# New Baltimore Bottle Book



## PrivyCheese (Nov 20, 2013)

After a long awaited appearance the new Baltimore Bottle club book is here! Anyone interested in the book can contact Chuck Myer/BBAC treasurer. Also it will be on sale at the Baltimore show in March. The price is $30.00. It has been updated with hundreds of bottles and new color pictures.  Many thanks goes out to Doc Anderson for putting out an incredible book.


----------



## cowseatmaize (Nov 22, 2013)

Is this the one John or did a 5th come out? It says $35 shipped so I'm guessing $30 at the show or club.http://www.baltimorebottleclub.org/book.htm


----------



## creeper71 (Dec 8, 2013)

Does this book like rarity an prices???


----------



## lil digger (Dec 12, 2013)

creeper71 said:
			
		

> Does this book like rarity an prices???

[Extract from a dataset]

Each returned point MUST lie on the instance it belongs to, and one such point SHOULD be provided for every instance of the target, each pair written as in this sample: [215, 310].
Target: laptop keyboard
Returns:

It says this when on the description.Rare, Uncommon, or Common—as determined by category specialists from within the *Baltimore Antique Bottle Club*. Because of fluidity in the prices of bottles, no estimates of monetary values are offered.


----------



## creeper71 (Dec 13, 2013)

lil digger said:
			
		

> creeper71 said:
> 
> 
> 
> ...


Thank you for ur reply


----------



## PrivyCheese (Dec 14, 2013)

cowseatmaize said:
			
		

> Is this the one John or did a 5th come out? It says $35 shipped so I'm guessing $30 at the show or club.http://www.baltimorebottleclub.org/book.htm



   Sorry I didnt answer sooner....yup thats the one.


----------